Following a peace meeting between the Emir of Kano, Alhaji Muhammad Sanusi II and President Goodluck Jonathan, the emir is to have his seized travel passport and withheld salaries returned.
The Kano Central Prison, which is in close proximity to the emir’s palace, is also to be relocated for security reasons.
All of these formed part of last Thursday’s rapprochement between the emir and President Jonathan.
It was learnt that the Presidency decided to have a “total reconciliation” with the traditional ruler as a means of ensuring his non-partisanship during next year’s general elections considering the emir’s perceived closeness to leading members of the opposition All Progressives Congress.
Citing a government source privy to details of the meeting between both men, The Nation reports that: “After the open meeting last Thursday, the President and the Emir met at the inner recess of the Presidential Villa for about five minutes.
“Some political leaders from Kano, who witnessed the session, were all excited that there is a new understanding between the President and the Emir.

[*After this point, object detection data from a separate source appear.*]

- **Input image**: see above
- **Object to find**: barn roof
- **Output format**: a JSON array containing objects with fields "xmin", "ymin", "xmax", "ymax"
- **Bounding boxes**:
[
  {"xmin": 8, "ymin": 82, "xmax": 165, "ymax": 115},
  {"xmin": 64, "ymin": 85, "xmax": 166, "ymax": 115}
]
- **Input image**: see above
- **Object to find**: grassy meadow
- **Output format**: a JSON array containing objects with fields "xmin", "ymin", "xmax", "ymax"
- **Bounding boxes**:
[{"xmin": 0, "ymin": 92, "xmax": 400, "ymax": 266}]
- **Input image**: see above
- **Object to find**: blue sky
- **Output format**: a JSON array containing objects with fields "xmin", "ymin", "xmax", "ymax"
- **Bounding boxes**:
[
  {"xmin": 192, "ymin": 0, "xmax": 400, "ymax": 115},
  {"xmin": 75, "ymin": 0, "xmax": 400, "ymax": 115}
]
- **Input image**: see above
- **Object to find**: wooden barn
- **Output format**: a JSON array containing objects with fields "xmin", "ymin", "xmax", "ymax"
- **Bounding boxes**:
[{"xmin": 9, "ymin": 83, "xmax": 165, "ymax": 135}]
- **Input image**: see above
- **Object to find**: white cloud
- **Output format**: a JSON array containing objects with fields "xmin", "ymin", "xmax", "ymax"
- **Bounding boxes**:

“Prior to the meeting, there had been apprehensions on likely hostile crowd against the President in Kano during the 2015 campaign.

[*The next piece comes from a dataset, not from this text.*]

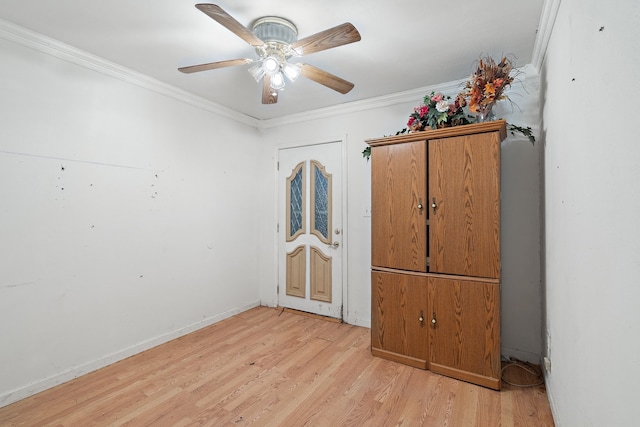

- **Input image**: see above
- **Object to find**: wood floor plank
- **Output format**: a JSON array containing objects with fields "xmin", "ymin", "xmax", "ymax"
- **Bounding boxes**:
[{"xmin": 0, "ymin": 307, "xmax": 553, "ymax": 427}]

“With the rapprochement, the Emir’s travel passport and his withheld salaries and allowances will be paid. These are some of the gains of the meeting”.

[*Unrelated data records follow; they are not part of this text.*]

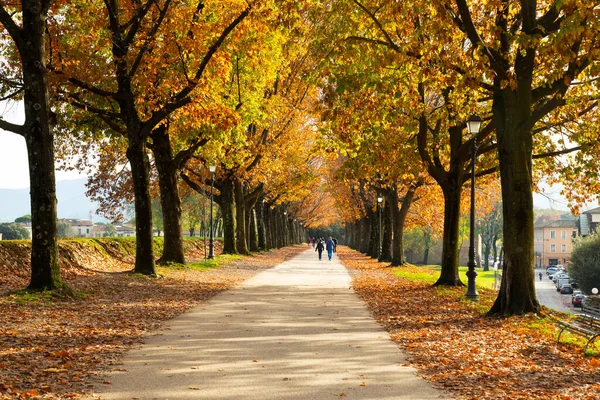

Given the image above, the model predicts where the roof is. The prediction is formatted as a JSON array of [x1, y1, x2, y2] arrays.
[[534, 219, 577, 229], [581, 207, 600, 214], [62, 218, 94, 226]]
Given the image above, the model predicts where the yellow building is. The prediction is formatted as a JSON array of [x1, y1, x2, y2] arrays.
[[534, 219, 577, 267]]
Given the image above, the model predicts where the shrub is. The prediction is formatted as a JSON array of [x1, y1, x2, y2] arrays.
[[569, 234, 600, 294], [0, 222, 29, 240]]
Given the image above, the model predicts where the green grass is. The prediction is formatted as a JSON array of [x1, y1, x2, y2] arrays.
[[5, 289, 91, 304], [158, 254, 242, 273], [394, 265, 494, 289]]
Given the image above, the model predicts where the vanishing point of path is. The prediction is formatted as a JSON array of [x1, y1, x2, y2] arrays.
[[96, 250, 449, 400]]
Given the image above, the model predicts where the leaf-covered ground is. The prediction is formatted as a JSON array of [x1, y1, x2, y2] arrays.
[[338, 246, 600, 400], [0, 246, 306, 399]]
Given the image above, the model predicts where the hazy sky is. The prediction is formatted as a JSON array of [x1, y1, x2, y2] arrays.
[[0, 103, 597, 210], [0, 102, 82, 189]]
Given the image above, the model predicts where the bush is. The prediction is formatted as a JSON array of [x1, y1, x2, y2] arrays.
[[569, 234, 600, 294], [0, 222, 29, 240]]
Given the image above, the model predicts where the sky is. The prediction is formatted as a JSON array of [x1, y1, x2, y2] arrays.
[[0, 102, 597, 210], [0, 102, 84, 189]]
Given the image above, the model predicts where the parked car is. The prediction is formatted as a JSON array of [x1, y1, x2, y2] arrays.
[[560, 283, 573, 294], [550, 272, 569, 282], [569, 281, 579, 289], [555, 278, 570, 292], [571, 294, 585, 307]]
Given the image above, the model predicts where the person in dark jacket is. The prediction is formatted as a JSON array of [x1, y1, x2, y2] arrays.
[[325, 236, 335, 261], [315, 240, 325, 261]]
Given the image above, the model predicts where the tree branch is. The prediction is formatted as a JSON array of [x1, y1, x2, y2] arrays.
[[0, 118, 25, 136], [0, 4, 25, 52], [147, 4, 252, 129]]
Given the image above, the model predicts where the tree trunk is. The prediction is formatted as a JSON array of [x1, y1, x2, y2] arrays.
[[367, 208, 379, 258], [435, 182, 464, 286], [219, 177, 237, 254], [250, 209, 260, 251], [152, 125, 185, 264], [127, 142, 156, 275], [359, 217, 371, 254], [379, 200, 394, 262], [490, 88, 540, 315], [256, 199, 267, 251], [390, 186, 417, 267], [235, 179, 250, 254], [352, 218, 362, 251], [483, 243, 492, 272], [19, 1, 66, 290]]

“If the traveling documents are released, the Emir will be able to travel abroad for check-up and to meet his international friends who are desirous of investing in the Emirate”, the source said.
It would be recalled that the Department of State Security Service (SSS) had in February seized Sanusi’s – who was then Governor of Central Bank of Nigeria (CBN) – passports.
In May, he was also prevented by the SSS from boarding a Turkish Airline flight to Saudi Arabia to perform the lesser Hajj (Umrah).
Prior to the seizure of the passports, Justice Ibrahim Buba of the Federal High Court, Lagos, in April, had ruled that the seizure of Sanusi’s passport was illegal and unconstitutional and asked the Federal Government, the police and the SSS to release his travel documents forthwith.
Another benefit of the peace meeting, according to the source, is the relocation of the Kano Central Prison, which is over 80 years old, so as to protect the ancient city and the Emir’s Palace against recurring attacks by insurgents and other security threats.
This is based on security reports that the Emir’s Palace was usually under threats because of its proximity to the prison yard where some insurgents were being detained.